Transparency Quotes in Talking to Strangers
We think we can easily see into the hearts of others based on the flimsiest of clues. We jump at the chance to judge strangers. We would never do that to ourselves, of course. We are nuanced and complex and enigmatic. But the stranger is easy.
When we don’t know someone, or can’t communicate with them, or don’t have the time to understand them properly, we believe we can make sense of them through their behavior and demeanor.

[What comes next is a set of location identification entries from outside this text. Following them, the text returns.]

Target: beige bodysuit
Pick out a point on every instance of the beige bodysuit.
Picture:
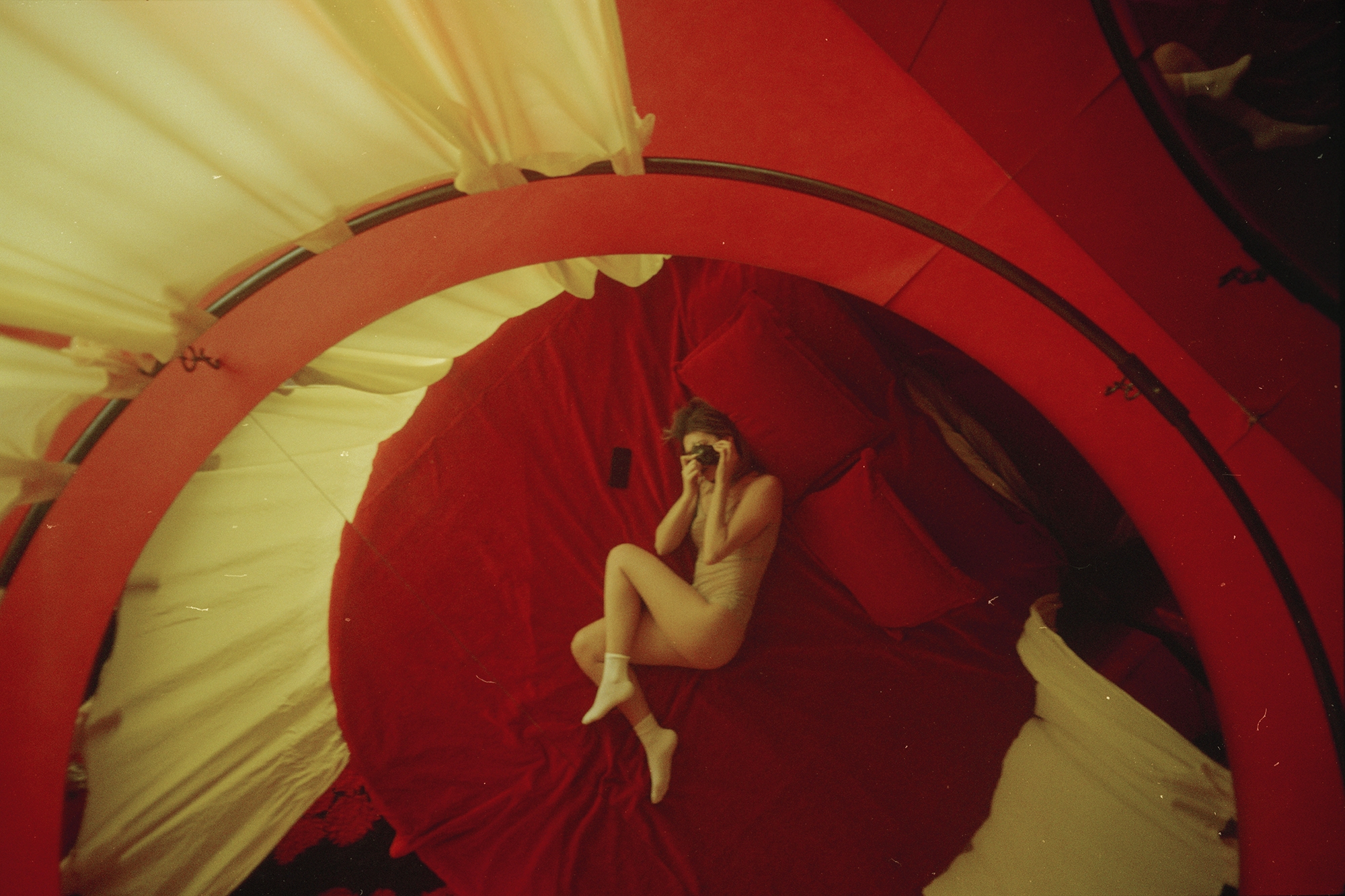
(735, 580)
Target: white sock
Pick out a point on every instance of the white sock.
(1269, 134)
(614, 689)
(660, 744)
(1217, 84)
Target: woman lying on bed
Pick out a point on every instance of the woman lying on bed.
(652, 615)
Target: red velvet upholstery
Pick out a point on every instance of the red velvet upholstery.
(879, 551)
(821, 759)
(800, 420)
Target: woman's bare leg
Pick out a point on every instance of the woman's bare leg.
(649, 649)
(1187, 76)
(652, 618)
(696, 628)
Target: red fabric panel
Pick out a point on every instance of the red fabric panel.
(1015, 73)
(822, 759)
(1241, 626)
(800, 421)
(813, 315)
(1112, 186)
(899, 29)
(996, 544)
(879, 551)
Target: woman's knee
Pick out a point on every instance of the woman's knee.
(622, 555)
(590, 642)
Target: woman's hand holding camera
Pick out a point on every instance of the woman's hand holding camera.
(728, 460)
(691, 474)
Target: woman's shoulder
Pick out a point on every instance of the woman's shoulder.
(765, 485)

The transparency problem ends up in the same place as the default-to-truth problem. Our strategies for dealing with strangers are deeply flawed, but they are also socially necessary. We need the criminal-justice system and the hiring process and the selection of babysitters to be human. But the requirement of humanity means that we have to tolerate an enormous amount of error. That is the paradox of talking to strangers. We need to talk to them. But we’re terrible at it—and, as we’ll see in the next two chapters, we’re not always honest with one another about just how terrible at it we are.

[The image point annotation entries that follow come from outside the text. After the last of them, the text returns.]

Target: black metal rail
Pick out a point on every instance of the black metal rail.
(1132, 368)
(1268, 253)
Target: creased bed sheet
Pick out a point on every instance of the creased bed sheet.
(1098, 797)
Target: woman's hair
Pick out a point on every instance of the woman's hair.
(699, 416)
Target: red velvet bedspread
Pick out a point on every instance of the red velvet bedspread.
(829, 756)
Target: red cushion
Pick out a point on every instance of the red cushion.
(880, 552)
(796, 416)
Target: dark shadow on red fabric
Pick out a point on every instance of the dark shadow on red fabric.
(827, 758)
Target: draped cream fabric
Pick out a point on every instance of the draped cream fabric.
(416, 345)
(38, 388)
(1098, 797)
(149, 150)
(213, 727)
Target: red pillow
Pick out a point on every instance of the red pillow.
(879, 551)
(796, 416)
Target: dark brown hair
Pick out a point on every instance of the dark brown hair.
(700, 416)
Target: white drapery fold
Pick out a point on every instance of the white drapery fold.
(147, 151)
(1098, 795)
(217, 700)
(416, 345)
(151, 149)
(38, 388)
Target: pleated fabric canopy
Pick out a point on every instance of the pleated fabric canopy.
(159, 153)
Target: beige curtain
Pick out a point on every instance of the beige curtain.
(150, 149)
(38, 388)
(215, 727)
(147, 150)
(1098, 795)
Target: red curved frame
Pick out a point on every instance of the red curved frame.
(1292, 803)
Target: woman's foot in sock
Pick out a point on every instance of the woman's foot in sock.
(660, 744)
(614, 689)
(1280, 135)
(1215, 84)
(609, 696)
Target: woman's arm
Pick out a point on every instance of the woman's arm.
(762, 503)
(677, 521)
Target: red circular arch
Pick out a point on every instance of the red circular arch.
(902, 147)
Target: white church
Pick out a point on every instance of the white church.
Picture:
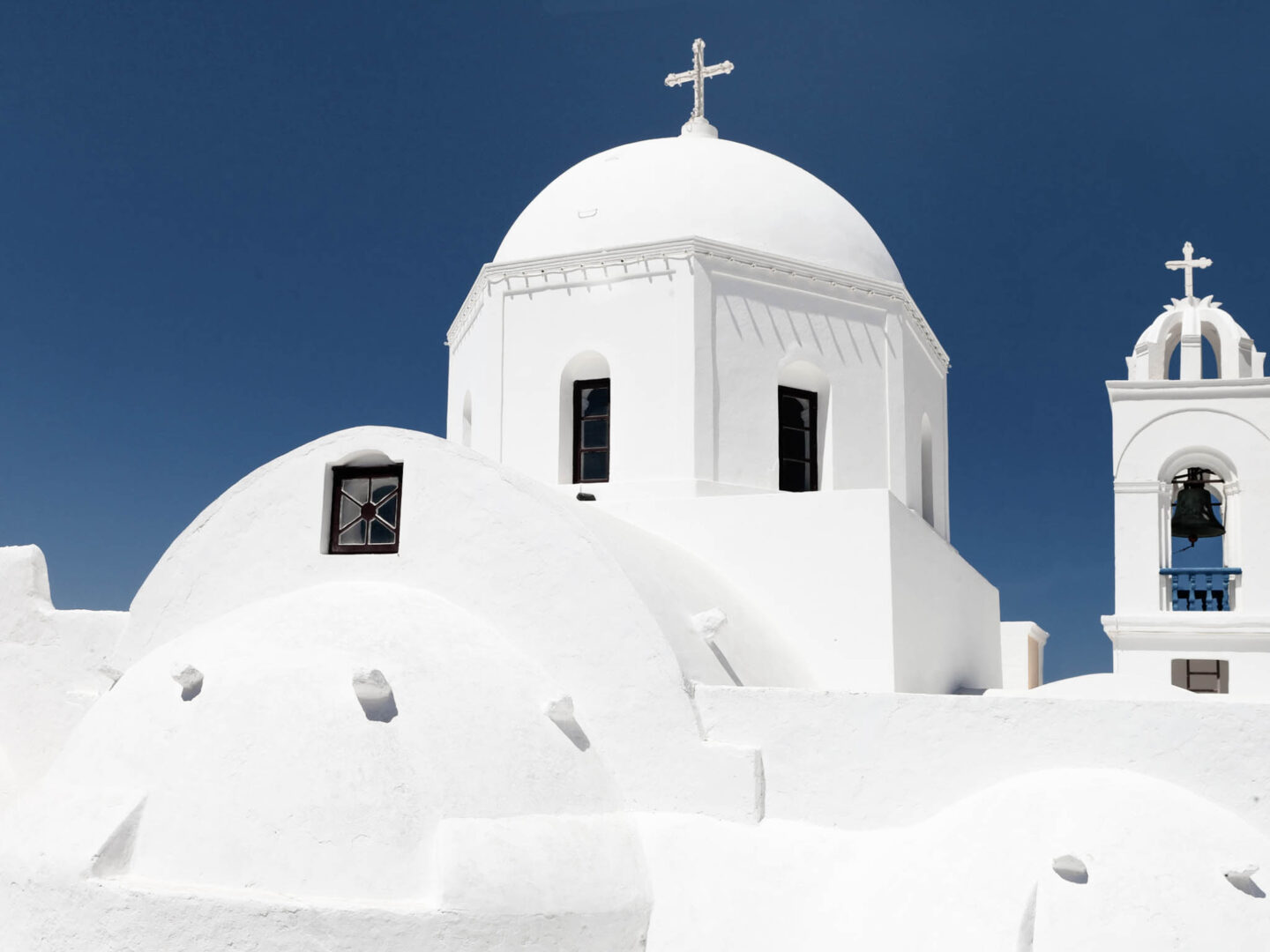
(666, 645)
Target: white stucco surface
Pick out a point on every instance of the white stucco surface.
(978, 874)
(690, 185)
(1160, 428)
(686, 711)
(51, 666)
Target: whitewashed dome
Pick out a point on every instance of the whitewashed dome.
(242, 755)
(696, 185)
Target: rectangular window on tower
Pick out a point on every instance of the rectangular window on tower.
(1203, 677)
(591, 430)
(798, 450)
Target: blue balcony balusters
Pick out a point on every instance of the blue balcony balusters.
(1200, 589)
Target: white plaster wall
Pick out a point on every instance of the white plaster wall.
(475, 368)
(977, 874)
(1163, 426)
(874, 761)
(499, 545)
(274, 750)
(639, 320)
(827, 569)
(693, 602)
(946, 616)
(1159, 428)
(696, 348)
(1015, 668)
(925, 394)
(759, 326)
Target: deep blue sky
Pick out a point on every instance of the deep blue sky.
(228, 228)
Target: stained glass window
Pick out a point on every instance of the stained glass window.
(366, 509)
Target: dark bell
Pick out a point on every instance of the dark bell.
(1192, 514)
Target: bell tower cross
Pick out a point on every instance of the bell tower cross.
(1188, 264)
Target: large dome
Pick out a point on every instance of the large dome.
(695, 185)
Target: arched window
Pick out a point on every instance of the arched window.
(802, 437)
(586, 426)
(591, 430)
(1197, 571)
(1209, 353)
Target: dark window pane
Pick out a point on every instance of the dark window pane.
(594, 435)
(358, 490)
(594, 466)
(796, 444)
(796, 412)
(348, 510)
(383, 487)
(1203, 682)
(355, 534)
(594, 401)
(796, 478)
(387, 512)
(366, 509)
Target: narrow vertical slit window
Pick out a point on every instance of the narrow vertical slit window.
(798, 450)
(365, 509)
(591, 437)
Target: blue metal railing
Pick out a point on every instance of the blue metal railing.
(1200, 589)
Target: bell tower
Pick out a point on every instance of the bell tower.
(1191, 435)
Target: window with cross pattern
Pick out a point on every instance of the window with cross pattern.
(365, 509)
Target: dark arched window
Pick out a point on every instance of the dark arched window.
(591, 433)
(798, 450)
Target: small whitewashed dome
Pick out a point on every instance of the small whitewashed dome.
(349, 740)
(698, 187)
(1188, 323)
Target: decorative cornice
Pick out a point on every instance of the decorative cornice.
(684, 249)
(1215, 389)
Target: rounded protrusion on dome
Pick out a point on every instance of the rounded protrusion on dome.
(698, 185)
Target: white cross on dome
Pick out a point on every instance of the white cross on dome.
(698, 77)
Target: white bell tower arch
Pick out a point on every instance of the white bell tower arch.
(1194, 612)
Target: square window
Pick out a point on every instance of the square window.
(1201, 675)
(796, 449)
(365, 509)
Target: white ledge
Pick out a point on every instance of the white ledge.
(1213, 389)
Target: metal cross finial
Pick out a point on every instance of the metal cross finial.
(698, 77)
(1189, 265)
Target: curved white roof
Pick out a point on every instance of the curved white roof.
(695, 185)
(274, 778)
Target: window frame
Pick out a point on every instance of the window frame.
(811, 429)
(1183, 674)
(338, 473)
(578, 419)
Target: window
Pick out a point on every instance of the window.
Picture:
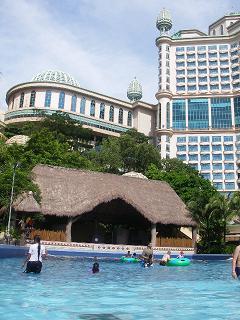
(237, 111)
(205, 166)
(217, 157)
(120, 116)
(179, 49)
(193, 157)
(228, 138)
(129, 122)
(61, 100)
(21, 100)
(229, 176)
(181, 139)
(228, 157)
(221, 31)
(218, 185)
(229, 186)
(82, 105)
(204, 148)
(198, 113)
(229, 166)
(32, 99)
(102, 111)
(216, 139)
(221, 113)
(217, 166)
(217, 176)
(217, 147)
(193, 139)
(168, 116)
(182, 157)
(111, 114)
(205, 157)
(179, 114)
(48, 97)
(193, 148)
(74, 103)
(181, 148)
(206, 176)
(92, 108)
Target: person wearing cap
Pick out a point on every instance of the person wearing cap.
(181, 255)
(147, 255)
(166, 257)
(236, 263)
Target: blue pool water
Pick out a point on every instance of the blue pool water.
(66, 289)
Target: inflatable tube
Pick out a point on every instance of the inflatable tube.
(178, 262)
(126, 259)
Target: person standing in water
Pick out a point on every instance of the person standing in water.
(35, 255)
(236, 263)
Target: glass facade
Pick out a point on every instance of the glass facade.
(198, 113)
(74, 103)
(120, 116)
(102, 111)
(221, 113)
(61, 100)
(179, 114)
(237, 111)
(92, 108)
(32, 99)
(111, 114)
(83, 105)
(48, 96)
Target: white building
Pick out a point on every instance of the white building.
(197, 117)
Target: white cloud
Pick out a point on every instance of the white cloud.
(102, 43)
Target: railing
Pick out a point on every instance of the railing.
(48, 235)
(174, 242)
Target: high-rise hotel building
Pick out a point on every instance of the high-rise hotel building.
(198, 114)
(197, 117)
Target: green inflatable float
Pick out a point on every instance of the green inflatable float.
(128, 259)
(181, 262)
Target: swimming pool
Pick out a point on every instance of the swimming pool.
(66, 289)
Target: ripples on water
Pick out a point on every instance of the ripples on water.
(66, 289)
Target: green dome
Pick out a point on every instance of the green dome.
(55, 76)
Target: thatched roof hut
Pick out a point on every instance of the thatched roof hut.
(72, 192)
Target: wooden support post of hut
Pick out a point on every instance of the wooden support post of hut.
(153, 234)
(194, 238)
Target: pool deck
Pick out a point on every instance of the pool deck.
(104, 251)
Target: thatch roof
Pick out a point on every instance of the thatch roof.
(71, 192)
(26, 203)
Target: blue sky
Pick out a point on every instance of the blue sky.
(103, 44)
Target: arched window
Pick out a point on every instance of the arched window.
(82, 105)
(221, 29)
(61, 100)
(168, 115)
(74, 103)
(32, 99)
(102, 111)
(92, 108)
(159, 116)
(111, 114)
(21, 100)
(129, 118)
(48, 97)
(120, 116)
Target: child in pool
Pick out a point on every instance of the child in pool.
(95, 268)
(181, 255)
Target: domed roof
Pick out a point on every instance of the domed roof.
(55, 76)
(134, 91)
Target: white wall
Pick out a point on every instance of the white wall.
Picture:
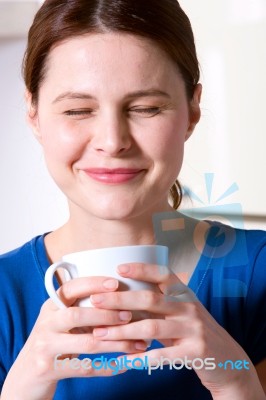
(231, 138)
(230, 141)
(30, 203)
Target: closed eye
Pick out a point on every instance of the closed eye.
(78, 113)
(146, 111)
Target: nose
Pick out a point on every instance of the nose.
(111, 135)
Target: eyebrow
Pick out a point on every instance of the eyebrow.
(133, 95)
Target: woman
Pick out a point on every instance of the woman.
(113, 93)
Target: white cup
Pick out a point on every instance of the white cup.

We think liars in real life behave like liars would on Friends—telegraphing their internal states with squirming and darting eyes.
“There is no trace of me in the room where Meredith was murdered,” Knox says, at the end of the Amanda Knox documentary. “But you’re trying to find the answer in my eyes.…You’re looking at me. Why? These are my eyes. They’re not objective evidence.”
There is something about the idea of coupling—of the notion that a stranger’s behavior is tightly connected to place and context—that eludes us. It leads us to misunderstand some of our greatest poets, to be indifferent to the suicidal, and to send police officers on senseless errands. So what happens when a police officer carries that fundamental misconception—and then you add to that the problems of default to truth and transparency? You get Sandra Bland.
To Encinia’s mind, Bland’s demeanor fits the profile of a potentially dangerous criminal. She’s agitated, jumpy, irritable, confrontational, volatile. He thinks she’s hiding something. This is dangerously flawed thinking at the best of times. Human beings are not transparent. But when is this kind of thinking most dangerous? When the people we observe are mismatched: when they do not behave the way we expect them to behave.
Because we do not know how to talk to strangers, what do we do when things go awry with strangers? We blame the stranger.